Tears streaming, frantic, she searched for her mother through the employees listed on the project.

In total, tens of thousands of employees across multiple contractors worked on the space shuttles.

But Jo kept her search close to her father’s department, or she’d be at a loss, unless some of the records were digitized and she had a name she could search.

There. Mom’s face smiled back at her. “Cole!” she practically shouted.

He was at her side again. “Shh. We’re not the only ones here.” He glanced over his shoulder. “We are now. It’s almost closing time. We need to wrap this up. We can come back if we need to.”

“Sanders is keeping guard, remember?”

“Exactly.
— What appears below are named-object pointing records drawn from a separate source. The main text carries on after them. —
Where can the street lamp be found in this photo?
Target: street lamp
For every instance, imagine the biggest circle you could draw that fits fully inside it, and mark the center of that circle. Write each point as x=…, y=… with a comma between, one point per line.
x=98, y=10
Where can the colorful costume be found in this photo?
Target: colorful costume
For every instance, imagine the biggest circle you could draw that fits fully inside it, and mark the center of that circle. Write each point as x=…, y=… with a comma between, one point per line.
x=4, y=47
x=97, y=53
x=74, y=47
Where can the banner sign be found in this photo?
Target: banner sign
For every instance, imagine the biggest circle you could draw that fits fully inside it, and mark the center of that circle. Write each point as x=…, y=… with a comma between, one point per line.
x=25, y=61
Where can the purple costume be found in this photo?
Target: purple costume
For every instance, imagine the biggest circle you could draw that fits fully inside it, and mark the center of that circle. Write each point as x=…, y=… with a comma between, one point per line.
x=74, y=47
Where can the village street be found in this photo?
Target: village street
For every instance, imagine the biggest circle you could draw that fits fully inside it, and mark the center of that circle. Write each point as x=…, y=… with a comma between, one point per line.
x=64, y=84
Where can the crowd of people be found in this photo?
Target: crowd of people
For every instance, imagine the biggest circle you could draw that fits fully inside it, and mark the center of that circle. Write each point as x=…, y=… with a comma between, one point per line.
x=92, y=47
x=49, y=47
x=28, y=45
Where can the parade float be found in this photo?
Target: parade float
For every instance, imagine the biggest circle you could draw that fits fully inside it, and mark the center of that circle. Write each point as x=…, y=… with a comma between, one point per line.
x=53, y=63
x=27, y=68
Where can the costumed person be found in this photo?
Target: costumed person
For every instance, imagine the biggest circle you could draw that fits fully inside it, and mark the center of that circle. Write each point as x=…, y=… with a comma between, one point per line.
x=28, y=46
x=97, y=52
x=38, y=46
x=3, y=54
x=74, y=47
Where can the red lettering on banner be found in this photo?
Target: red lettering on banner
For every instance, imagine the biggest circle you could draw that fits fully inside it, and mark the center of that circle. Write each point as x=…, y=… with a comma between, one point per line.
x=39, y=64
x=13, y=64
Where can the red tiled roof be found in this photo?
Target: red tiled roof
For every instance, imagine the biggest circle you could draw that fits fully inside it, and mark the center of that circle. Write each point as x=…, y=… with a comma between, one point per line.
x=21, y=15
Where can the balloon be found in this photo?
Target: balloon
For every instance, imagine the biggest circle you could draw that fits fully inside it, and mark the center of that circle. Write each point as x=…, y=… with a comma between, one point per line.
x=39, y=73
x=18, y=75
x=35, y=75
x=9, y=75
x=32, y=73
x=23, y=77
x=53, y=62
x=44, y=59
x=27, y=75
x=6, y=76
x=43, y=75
He’s too far away to help.”

“But you’re here. Look.” She pointed.

She couldn’t stop the tears from streaming down her cheeks.
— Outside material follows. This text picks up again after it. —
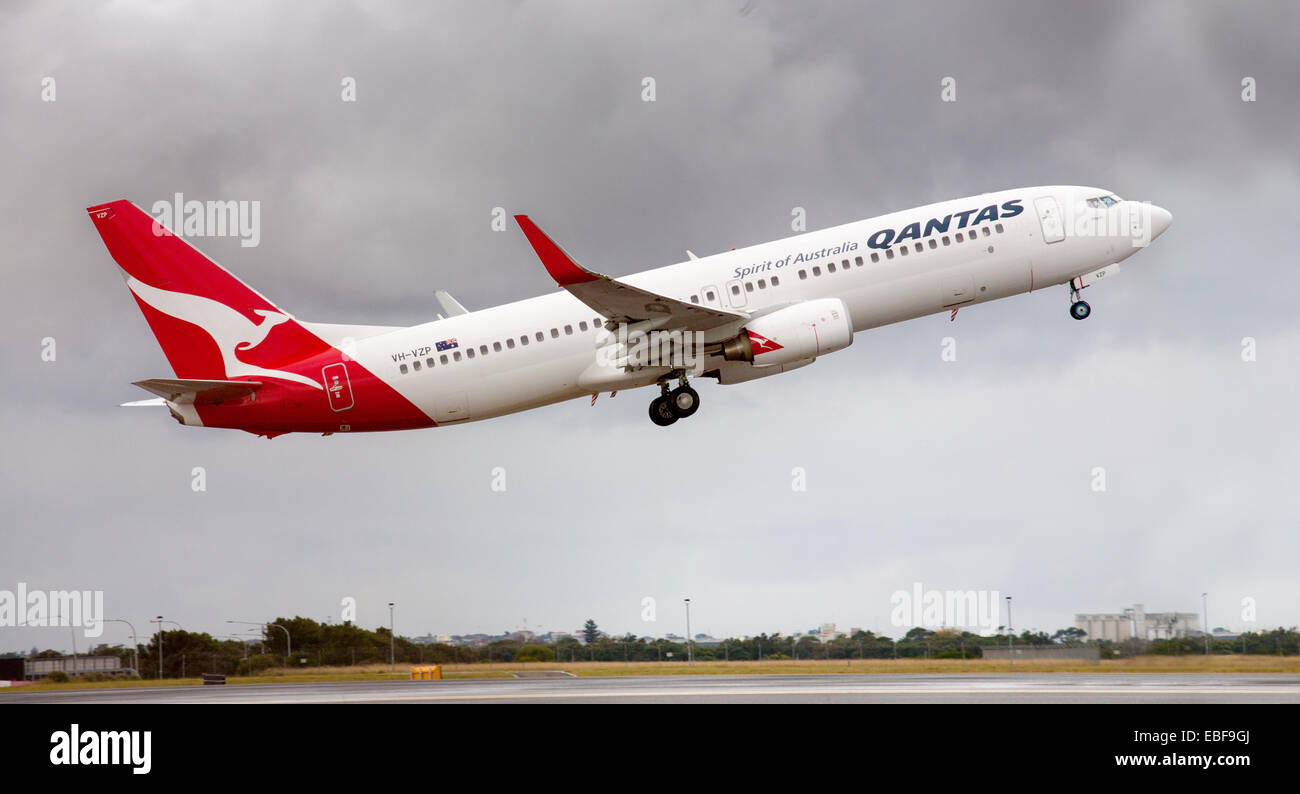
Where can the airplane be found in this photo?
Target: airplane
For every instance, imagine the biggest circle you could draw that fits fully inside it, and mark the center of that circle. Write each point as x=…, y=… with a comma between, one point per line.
x=242, y=361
“She’s here, hugging the unidentified woman in the photograph.

Mom’s name is Myrna Carter, not Mira Cattrel.

I still don’t have the woman’s name.” She pointed along the screen as she read.
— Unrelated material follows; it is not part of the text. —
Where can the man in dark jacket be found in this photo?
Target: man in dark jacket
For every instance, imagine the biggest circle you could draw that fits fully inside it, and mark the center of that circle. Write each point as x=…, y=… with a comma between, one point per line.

“We’re getting somewhere. I can’t believe this.

We need to get copies of this. Find the librarian.

Oh...” Her heart palpitated. “They both worked on the—”

“ Liberty .”

“I’m just so proud of them. Why would either of them hide and leave behind their lives? Live separate lives?” Painful emotion clogged her throat. “They worked with NASA, for crying out loud.”

“The reason remains to be seen.” Cole sounded distant.

Through blurred vision, Jo continued reading about the shuttle’s explosion killing all astronauts on board. Inquiries and investigations occurred for weeks and months afterward. And yet here they were, searching the microfiche archives to find information about Pop.

“I’ve got him. Looks like the gang—your mother, father, and Mason—worked under Troy Martin. I found his picture.” Cole pulled up the man’s picture on the screen for Jo.

She sucked in a breath. “Everyone in that picture is accounted for, except for Troy and this woman.”

“We know the company and the situation, so I want Allison to track the employees down. See where they are now. That’s asking a lot because Resonant employed almost an entire town in Nevada. Probably still does but under the new name of Gemini.”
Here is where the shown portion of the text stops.